Tuesday, March 24, 2009
Bestiary #1: I Am a Shiny Beetle
I am a shiny beetle. They put me in museums stuck by pins. I strike terror in little kids’ hearts. Why? I am shiny. I am symmetrical. I have curved pincers—I guess that’s what they’re called—but Geezalmighty, I’ve got to have something to eat with. Will you allow me that? Or do I scare the Bejeezus out of you because you think I’ll bite? I’m not exactly one of those Amazonian ones that’s as big as a tortoise. And mostly I just eat garden stuff. But it’s true that once in a while, if I’m scared shitless, I can rear back and let out this gigantic hisssss! But who am I kidding? I weigh less than an ounce. You weigh over a hundred pounds. Step on me. Go on. Squish me like a bug. I’m dead. See. Guts all over the place—what little I have. And I scare you? Get real. But I do have a secret and I’m told secrets scare the piss out of you. It’s that you can’t see my face. I’m not even sure I have one the way you think of faces. My eyes are pin pricks and my mandibles are more like something out of John Deere than your mouth. I can’t grimace. Or grin. Or smirk or frown. Or express myself in any way you’d favor or even notice.

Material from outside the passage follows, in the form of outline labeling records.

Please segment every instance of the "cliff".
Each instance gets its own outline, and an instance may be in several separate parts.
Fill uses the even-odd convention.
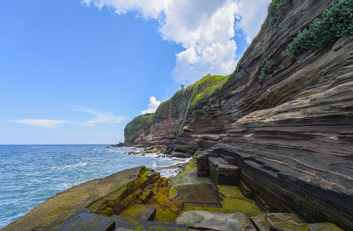
[[[192,91],[181,90],[127,143],[234,158],[257,200],[353,230],[352,9],[352,1],[273,1],[224,86],[185,111]],[[198,171],[209,174],[205,163]]]

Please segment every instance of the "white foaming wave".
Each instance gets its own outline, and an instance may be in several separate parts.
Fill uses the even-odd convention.
[[[161,174],[161,176],[169,178],[171,177],[175,176],[181,171],[181,169],[166,169],[157,170],[156,171]]]
[[[70,165],[65,165],[61,167],[55,166],[50,168],[50,169],[73,169],[78,167],[83,167],[87,165],[86,162],[80,162],[80,163],[76,164],[70,164]]]

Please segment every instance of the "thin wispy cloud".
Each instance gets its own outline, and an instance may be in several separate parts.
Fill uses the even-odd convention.
[[[55,128],[59,125],[67,124],[75,124],[76,122],[67,120],[37,120],[36,119],[24,118],[18,120],[6,120],[8,122],[20,123],[34,126],[39,126],[47,128]]]
[[[120,123],[122,120],[128,118],[122,116],[116,116],[113,113],[107,112],[97,112],[80,106],[72,106],[75,110],[91,113],[95,115],[95,117],[84,122],[69,121],[63,120],[47,119],[37,119],[24,118],[18,120],[6,120],[9,122],[20,123],[25,124],[39,126],[46,128],[55,128],[59,126],[65,124],[79,125],[80,126],[94,126],[97,123]]]
[[[163,39],[181,44],[176,54],[174,80],[192,83],[205,74],[228,74],[235,69],[239,55],[233,39],[240,29],[248,43],[257,34],[266,17],[269,0],[83,0],[99,9],[106,7],[123,15],[156,20]],[[241,53],[242,51],[241,51]]]

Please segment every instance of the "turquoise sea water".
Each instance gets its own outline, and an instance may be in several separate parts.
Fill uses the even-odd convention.
[[[137,166],[155,168],[189,160],[129,155],[133,148],[107,146],[0,145],[0,228],[83,182]]]

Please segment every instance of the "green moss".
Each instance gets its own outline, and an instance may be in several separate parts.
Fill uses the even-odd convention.
[[[156,211],[154,220],[160,222],[174,223],[178,215],[170,210],[164,211],[159,208]]]
[[[223,208],[232,210],[234,212],[243,213],[249,217],[267,213],[260,211],[253,201],[244,199],[224,198],[221,203]]]
[[[177,190],[175,190],[175,189],[169,189],[169,194],[168,195],[168,197],[170,198],[172,198],[172,197],[174,197],[177,195],[178,195]]]
[[[199,206],[186,205],[184,207],[183,212],[188,211],[195,211],[201,210],[207,211],[212,212],[222,213],[232,213],[234,212],[232,209],[229,209],[222,208],[210,208],[209,207],[200,207]]]
[[[237,186],[219,184],[217,188],[219,193],[223,197],[233,198],[244,197]]]
[[[340,37],[353,35],[353,1],[340,0],[303,31],[299,30],[288,51],[294,56],[303,49],[323,49]]]

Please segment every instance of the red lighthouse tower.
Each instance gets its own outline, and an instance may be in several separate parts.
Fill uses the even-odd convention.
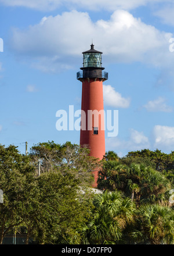
[[[88,145],[90,155],[101,160],[105,155],[103,81],[108,79],[108,73],[103,71],[102,52],[95,50],[93,44],[90,47],[82,52],[82,71],[77,73],[77,79],[82,82],[80,145]],[[96,187],[98,170],[94,172]]]

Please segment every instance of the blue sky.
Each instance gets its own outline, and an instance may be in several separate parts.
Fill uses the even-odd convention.
[[[106,151],[173,151],[173,13],[172,0],[0,0],[0,143],[23,154],[25,141],[79,143],[56,113],[81,108],[76,73],[93,40],[108,72],[104,109],[119,112]]]

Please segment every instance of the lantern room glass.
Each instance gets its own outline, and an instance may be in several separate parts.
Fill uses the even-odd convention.
[[[102,54],[88,52],[84,54],[84,67],[102,67]]]

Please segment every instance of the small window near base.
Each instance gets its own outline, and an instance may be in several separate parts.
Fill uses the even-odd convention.
[[[93,127],[93,134],[98,134],[98,127]]]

You have no idea what I’m thinking and you can pretty well guess that I don’t take you seriously as a person. What squishes me could be a rock or a bag of groceries. What I perceive vaguely in the shadows could be a hand, a bird, or a scrap of paper. Life is pretty much reduced to physics for creatures like me and truth be told, you don’t and never will matter to me. If you threaten me I’ll hiss my genetically programmed, automatic, compulsory hiss and maybe I’ll scare you but it’s nothing personal. And maybe that’s what makes you crazy. Maybe if you figure you have a chance to charm, persuade, establish rapport—like you do with, say, a dog—I’ll make you feel good about yourself and your self-esteem won’t be lying in a heap. I don’t give you anything back for who you are, because I just don’t care. And that means I’d stomp on you if roles were reversed and maybe if you were a leaf I’d chomp into you without regard for your nice family, humanitarian impulses, and talent for…the flute. I am harmless and—HHHHSSSSSSS!—that’s what scares you to death. Am I right?